Network security management is becoming a more difficult problem as networks grow in size and become a more integral part of society. Attacks on networks are growing due to both the intellectual challenge such attacks represent for hackers and the increasing monetary payoff for the serious attacker. Computer network attacks can take many forms and any one attack may include many different attack types. These attacks can create network damage through mechanisms such as viruses, worms, or Trojan horses, or overwhelming the network's capability in order to cause denial of service, and so forth.
Denial of service attacks are attempts to prevent legitimate users from utilizing or gaining access to computing resources, such as network bandwidth, memory, and CPU bandwidth. Thus, denial of service attacks make a computer resource unavailable to its intended users. Although any shared computer resource could potentially be at risk, typical targets of such attacks include high-profile web servers.

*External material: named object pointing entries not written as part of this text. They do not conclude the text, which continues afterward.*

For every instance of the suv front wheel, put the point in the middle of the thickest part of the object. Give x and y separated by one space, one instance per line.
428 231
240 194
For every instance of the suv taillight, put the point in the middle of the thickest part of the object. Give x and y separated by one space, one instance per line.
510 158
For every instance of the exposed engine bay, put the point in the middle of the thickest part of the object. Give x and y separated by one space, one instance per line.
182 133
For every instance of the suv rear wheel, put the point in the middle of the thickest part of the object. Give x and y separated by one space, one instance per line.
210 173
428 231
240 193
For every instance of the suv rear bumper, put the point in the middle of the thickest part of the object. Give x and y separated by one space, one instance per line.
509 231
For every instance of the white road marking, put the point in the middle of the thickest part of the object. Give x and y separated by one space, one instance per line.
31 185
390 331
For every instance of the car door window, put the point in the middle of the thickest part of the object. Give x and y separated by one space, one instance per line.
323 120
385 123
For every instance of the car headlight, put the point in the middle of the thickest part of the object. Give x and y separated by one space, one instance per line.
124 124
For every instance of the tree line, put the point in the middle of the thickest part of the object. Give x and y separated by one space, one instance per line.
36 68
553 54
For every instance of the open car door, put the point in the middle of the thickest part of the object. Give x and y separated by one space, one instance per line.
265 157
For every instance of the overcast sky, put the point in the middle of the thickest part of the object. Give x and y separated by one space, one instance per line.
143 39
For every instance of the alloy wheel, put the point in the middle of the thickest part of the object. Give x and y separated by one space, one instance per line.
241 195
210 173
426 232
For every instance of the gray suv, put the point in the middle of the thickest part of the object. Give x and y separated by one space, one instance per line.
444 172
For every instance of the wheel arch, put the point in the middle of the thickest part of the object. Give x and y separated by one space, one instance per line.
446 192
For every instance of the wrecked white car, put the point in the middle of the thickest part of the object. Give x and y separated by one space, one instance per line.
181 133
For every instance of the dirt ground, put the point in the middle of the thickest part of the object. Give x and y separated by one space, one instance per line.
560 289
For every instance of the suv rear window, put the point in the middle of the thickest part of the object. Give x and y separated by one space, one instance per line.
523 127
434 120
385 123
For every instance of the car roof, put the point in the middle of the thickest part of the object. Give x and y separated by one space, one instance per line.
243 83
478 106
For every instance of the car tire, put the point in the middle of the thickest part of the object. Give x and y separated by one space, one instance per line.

Another type of attack is the computer virus. A computer virus is a computer program that can copy itself and infect a computer without permission or knowledge of the user. Some viruses are programmed to damage the computer by damaging programs, deleting files, or reformatting the hard disk. Other virus programs are not designed to do any damage, but simply replicate themselves and perhaps make their presence known by presenting text, video, or audio messages. Even these less sinister malware programs can create problems for the computer user. They typically take up computer memory used by legitimate programs. As a result, they often cause erratic behavior and can result in system crashes.
Worms and Trojan horses are yet another type of attack. A worm can spread itself to other computers without needing to be transferred as part of a host, and a Trojan horse is a file that appears harmless. Worms and Trojans may cause harm to either a computer system's hosted data, functional performance, or networking throughput, when executed. In general, a worm does not actually harm either the system's hardware or software, while at least in theory, a Trojan's payload may be capable of almost any type of harm if executed.